Nous anticipons un ajustement progressif entre l’offre et la demande dans un contexte de croissance supérieure au potentiel parmi les grandes économies développées. La forte demande confrontée aux goulets d’étranglement liés à la pandémie a entraîné une hausse des prix. L’inflation devrait rester élevée, au moins durant la période hivernale.

Même si les anticipations d'inflation devraient atteindre un pic en 2022, de nombreuses incertitudes planeront probablement quant à sa trajectoire au premier semestre 2022. Cela risque de mettre à l'épreuve la patience des banques centrales, d’attiser la volatilité sur le marché obligatoire et d’induire des rotations des styles d’investissement en actions. La croissance économique devrait rester solide au cours de l’année à venir en raison des plans budgétaires à l’échelle mondiale.

Quelle allocation d’actifs pour un portefeuille diversifié ? Privilégier les actions au détriment des obligations en 2022, mais la flexibilité est essentielle

Dans ce contexte, le rendement des bons du Trésor américain à 10 ans devrait fluctuer dans une fourchette comprise entre 1,5 % et 2,5 %, justifiant une duration courte. Ce niveau de volatilité devrait se traduire par une alternance entre pentification et aplatissement de la courbe des taux. Cela dépendra des inquiétudes liées à l'inflation et, plus important encore, de la réaction de la Réserve fédérale. Comme nous l'avons mentionné précédemment, l’économie américaine se rapproche du plein emploi, nous pensons que la Fed devrait achever la réduction de ses achats d'actifs d'ici mars 2022 et relever ses taux au cours des mois suivants.

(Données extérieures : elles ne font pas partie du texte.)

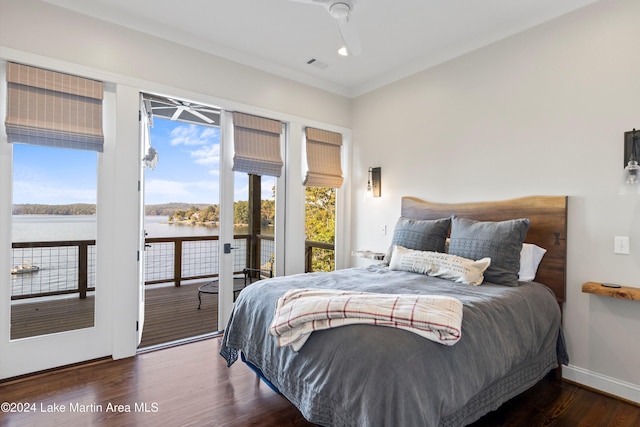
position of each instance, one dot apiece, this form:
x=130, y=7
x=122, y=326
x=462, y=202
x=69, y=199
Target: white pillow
x=439, y=264
x=530, y=258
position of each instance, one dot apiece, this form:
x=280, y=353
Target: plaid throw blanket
x=302, y=311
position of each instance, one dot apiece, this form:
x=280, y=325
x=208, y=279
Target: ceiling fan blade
x=320, y=2
x=349, y=36
x=179, y=110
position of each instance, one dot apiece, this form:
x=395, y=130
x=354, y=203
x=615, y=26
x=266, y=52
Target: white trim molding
x=613, y=386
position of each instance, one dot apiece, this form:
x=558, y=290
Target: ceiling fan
x=340, y=11
x=185, y=111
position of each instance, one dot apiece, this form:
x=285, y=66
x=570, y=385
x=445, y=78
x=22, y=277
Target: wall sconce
x=373, y=182
x=631, y=178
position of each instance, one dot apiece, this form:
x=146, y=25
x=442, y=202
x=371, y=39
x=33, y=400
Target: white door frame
x=32, y=354
x=225, y=260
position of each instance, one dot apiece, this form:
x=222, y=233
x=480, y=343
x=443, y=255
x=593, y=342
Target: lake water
x=44, y=228
x=58, y=265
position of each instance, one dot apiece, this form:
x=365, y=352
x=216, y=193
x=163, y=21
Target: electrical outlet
x=621, y=245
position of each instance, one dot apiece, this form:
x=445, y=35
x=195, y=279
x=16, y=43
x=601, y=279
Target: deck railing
x=68, y=267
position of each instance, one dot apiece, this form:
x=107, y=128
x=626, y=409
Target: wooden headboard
x=547, y=229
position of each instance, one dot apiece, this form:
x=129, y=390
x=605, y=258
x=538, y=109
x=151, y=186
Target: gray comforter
x=362, y=375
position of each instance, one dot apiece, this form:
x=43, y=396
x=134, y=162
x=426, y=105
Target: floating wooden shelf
x=623, y=292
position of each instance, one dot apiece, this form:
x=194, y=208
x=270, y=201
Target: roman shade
x=323, y=159
x=53, y=109
x=257, y=145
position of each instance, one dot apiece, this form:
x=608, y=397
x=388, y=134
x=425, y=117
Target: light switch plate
x=621, y=245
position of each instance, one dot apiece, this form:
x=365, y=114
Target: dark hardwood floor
x=190, y=385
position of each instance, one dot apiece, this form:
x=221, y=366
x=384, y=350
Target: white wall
x=542, y=112
x=39, y=34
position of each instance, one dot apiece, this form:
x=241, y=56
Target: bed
x=363, y=374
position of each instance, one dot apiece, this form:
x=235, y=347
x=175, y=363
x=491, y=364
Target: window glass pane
x=53, y=240
x=320, y=228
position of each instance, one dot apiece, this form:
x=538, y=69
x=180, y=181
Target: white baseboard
x=613, y=386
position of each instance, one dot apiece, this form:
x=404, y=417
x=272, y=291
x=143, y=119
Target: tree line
x=211, y=214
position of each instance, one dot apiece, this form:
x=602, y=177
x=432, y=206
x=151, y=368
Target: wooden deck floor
x=171, y=314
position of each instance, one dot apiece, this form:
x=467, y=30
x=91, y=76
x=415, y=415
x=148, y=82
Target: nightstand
x=379, y=256
x=623, y=292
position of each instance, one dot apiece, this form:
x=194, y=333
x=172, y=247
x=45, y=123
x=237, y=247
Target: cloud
x=208, y=155
x=49, y=192
x=166, y=191
x=192, y=135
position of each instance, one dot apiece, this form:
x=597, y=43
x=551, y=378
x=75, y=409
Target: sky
x=187, y=170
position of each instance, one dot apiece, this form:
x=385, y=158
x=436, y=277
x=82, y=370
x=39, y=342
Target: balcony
x=60, y=295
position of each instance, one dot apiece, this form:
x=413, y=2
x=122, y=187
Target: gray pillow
x=421, y=235
x=500, y=241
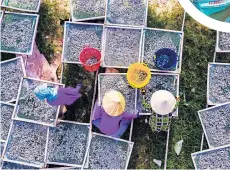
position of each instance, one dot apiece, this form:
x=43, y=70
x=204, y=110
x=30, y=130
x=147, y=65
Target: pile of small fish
x=27, y=143
x=11, y=73
x=30, y=107
x=83, y=9
x=219, y=82
x=17, y=32
x=24, y=4
x=122, y=46
x=127, y=12
x=155, y=40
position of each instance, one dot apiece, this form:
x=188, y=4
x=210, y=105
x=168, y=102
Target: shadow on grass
x=148, y=145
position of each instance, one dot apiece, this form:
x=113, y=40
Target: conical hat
x=163, y=102
x=113, y=103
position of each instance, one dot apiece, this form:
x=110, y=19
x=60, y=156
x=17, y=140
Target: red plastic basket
x=88, y=53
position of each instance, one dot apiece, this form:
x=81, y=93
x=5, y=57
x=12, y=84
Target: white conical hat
x=113, y=103
x=163, y=102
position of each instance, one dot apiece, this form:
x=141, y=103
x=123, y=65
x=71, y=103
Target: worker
x=58, y=96
x=111, y=119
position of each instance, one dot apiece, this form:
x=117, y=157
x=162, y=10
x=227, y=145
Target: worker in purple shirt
x=111, y=119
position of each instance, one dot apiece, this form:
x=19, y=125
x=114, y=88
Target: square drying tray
x=82, y=10
x=155, y=39
x=6, y=113
x=216, y=124
x=11, y=72
x=23, y=5
x=18, y=32
x=218, y=83
x=128, y=12
x=31, y=109
x=26, y=144
x=77, y=36
x=121, y=46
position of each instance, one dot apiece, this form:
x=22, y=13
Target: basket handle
x=145, y=64
x=86, y=46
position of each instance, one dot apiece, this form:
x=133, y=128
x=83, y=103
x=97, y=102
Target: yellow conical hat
x=113, y=103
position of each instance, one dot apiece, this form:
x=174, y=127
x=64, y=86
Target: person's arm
x=97, y=111
x=130, y=116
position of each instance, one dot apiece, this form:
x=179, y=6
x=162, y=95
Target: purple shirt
x=108, y=124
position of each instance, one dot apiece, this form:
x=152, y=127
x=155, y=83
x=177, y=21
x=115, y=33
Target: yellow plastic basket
x=138, y=75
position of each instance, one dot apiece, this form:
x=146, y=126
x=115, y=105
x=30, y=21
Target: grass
x=199, y=45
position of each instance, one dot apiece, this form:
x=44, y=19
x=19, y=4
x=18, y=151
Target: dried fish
x=79, y=36
x=30, y=107
x=6, y=115
x=127, y=12
x=219, y=83
x=11, y=166
x=107, y=153
x=11, y=73
x=82, y=9
x=23, y=4
x=27, y=143
x=155, y=40
x=17, y=32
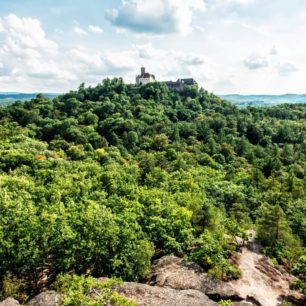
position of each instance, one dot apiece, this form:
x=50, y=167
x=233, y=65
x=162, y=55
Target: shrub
x=80, y=290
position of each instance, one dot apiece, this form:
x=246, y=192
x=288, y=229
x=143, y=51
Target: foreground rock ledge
x=175, y=283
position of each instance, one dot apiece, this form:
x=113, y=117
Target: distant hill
x=7, y=98
x=264, y=100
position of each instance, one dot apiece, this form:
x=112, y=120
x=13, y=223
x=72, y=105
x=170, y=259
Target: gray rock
x=46, y=298
x=147, y=295
x=9, y=302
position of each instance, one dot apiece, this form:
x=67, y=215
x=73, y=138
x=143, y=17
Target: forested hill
x=104, y=179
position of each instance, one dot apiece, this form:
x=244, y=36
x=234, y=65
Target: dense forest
x=102, y=180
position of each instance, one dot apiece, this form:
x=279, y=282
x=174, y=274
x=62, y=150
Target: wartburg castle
x=146, y=77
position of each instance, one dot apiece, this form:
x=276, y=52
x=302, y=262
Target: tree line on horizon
x=104, y=179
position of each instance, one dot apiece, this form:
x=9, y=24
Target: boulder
x=147, y=295
x=9, y=302
x=46, y=298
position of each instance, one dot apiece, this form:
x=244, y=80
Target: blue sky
x=228, y=46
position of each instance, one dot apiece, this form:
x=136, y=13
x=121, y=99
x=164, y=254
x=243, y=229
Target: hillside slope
x=104, y=179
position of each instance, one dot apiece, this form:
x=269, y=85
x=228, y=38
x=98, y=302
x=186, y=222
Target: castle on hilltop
x=179, y=85
x=144, y=77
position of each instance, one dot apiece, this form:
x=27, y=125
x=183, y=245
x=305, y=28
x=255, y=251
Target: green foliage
x=225, y=303
x=80, y=291
x=101, y=179
x=274, y=232
x=13, y=287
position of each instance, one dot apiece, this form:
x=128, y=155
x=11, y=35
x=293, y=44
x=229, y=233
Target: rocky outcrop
x=173, y=282
x=9, y=302
x=147, y=295
x=46, y=298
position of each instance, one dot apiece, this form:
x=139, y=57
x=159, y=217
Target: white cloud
x=155, y=17
x=254, y=62
x=79, y=31
x=274, y=51
x=287, y=69
x=239, y=2
x=25, y=34
x=95, y=29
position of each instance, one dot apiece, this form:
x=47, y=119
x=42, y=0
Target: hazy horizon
x=228, y=46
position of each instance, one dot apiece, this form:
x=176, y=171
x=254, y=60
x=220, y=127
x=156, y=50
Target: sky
x=228, y=46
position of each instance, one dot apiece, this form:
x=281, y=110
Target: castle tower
x=144, y=77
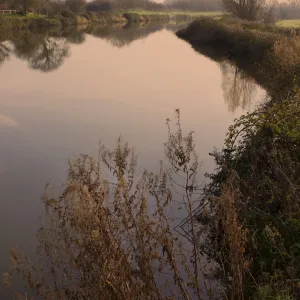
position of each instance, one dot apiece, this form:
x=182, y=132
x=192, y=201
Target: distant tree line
x=81, y=6
x=194, y=5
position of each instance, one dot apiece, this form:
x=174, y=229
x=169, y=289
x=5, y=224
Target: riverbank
x=10, y=23
x=251, y=218
x=267, y=53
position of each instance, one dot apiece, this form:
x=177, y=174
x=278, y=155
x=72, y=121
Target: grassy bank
x=251, y=220
x=288, y=23
x=266, y=52
x=8, y=23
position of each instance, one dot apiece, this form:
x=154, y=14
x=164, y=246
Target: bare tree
x=245, y=9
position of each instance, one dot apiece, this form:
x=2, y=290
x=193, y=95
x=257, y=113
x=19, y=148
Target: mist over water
x=64, y=91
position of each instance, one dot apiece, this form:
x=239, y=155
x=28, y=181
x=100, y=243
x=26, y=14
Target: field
x=289, y=23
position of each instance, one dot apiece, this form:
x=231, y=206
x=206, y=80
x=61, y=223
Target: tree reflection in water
x=239, y=90
x=42, y=52
x=50, y=54
x=4, y=52
x=47, y=50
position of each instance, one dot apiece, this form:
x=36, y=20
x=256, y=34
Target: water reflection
x=4, y=52
x=46, y=51
x=124, y=36
x=239, y=89
x=42, y=52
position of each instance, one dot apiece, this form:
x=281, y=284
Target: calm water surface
x=62, y=93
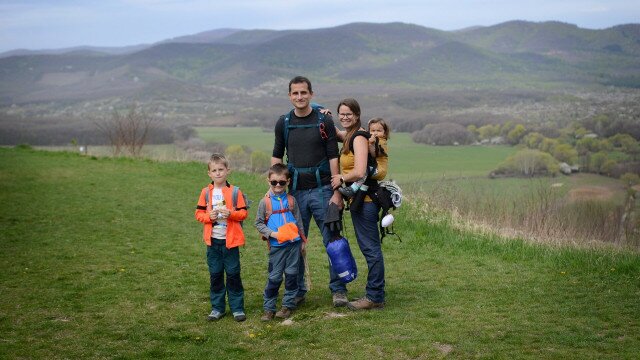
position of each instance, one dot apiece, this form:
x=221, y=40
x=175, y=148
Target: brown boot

La transition d'un cycle de hausse des taux de la Fed est une période très délicate. Par conséquent, notre positionnement est neutre sur le crédit, car les spreads sont très resserrés, et prudents en raison d'une possible hausse des rendements à long terme. Toutefois, le crédit européen pourrait bénéficier de la poursuite d’un ton moins dur de la BCE par rapport à ses pairs. Les conditions financières restent relativement accommodantes pour le moment, car les rendements à long terme ne progressent pas de manière significative. Dans ce contexte, nous devrions débuter 2022 en privilégiant les actions. Nous surpondérons légèrement l'Europe et la Chine du point de vue régional et surpondérons les banques et les matières premières du point de vue sectoriel. Nous conservons des expositions structurelles à des domaines d'investissement thématiques tels que la santé, l'action climatique et l'innovation, en particulier les valeurs technologiques. Au cours des prochaines années, la relation entre productivité et salaires sera déterminante. L'impact possible de la pandémie mondiale (attention aux nouveaux variants de la COVID) sur la croissance et l'inflation à moyen terme nécessite une étroite surveillance. Au final, le comportement des rendements réels à long terme sera un facteur clé des valorisations des actions.